Is Free The Future Of Enterprise Software?  Yes And No.  - jasonlbaptiste
http://www.techcrunch.com/2009/07/12/guest-post-is-free-the-future-of-enterprise-software-yes-and-no/

======
10ren
_Free is a marketing tactic_

This reduces the need to do "sales" as much - attractive for techie
entrepreneurs.

"Free" is easier to implement for SaaS, but you can still do it for products,
with a demo. The problem here is that the a time-limited or cripple-ware demo
won't become as entrenched in the user's workplace as a SaaS version that is
limited by the amount of use, or by the number of users etc. That is, a limit
that allows the user to get some real value from you, ongoing, for free.

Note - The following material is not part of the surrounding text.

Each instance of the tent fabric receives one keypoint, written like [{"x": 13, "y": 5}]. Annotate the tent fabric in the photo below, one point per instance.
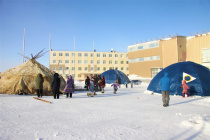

Actually, now that I think about it, of course you can limit a product in the
same way as a SaaS version. Some limits are easy to enforce (e.g. number of
contacts in a database), and for some you need to add management code or
architecture (e.g. to monitor how often it is used). More code is always more
complexity, and harder to test because it's interacting with the outside. But
you can always just _say_ what the limits are: communicate it clearly your
website, in the license/contract, and in the product. Most people like to play
by the rules, if they know what they are.

 _EDIT_ Although, I guess, if the software is entrenched, and it's a hassle to
buy it, and it's still working... many businesses might find it hard to make
the purchase. But the enterprise tends to be very organized about that kind of
thing. ah... it's probably best to enforce the limits, if you possibly can.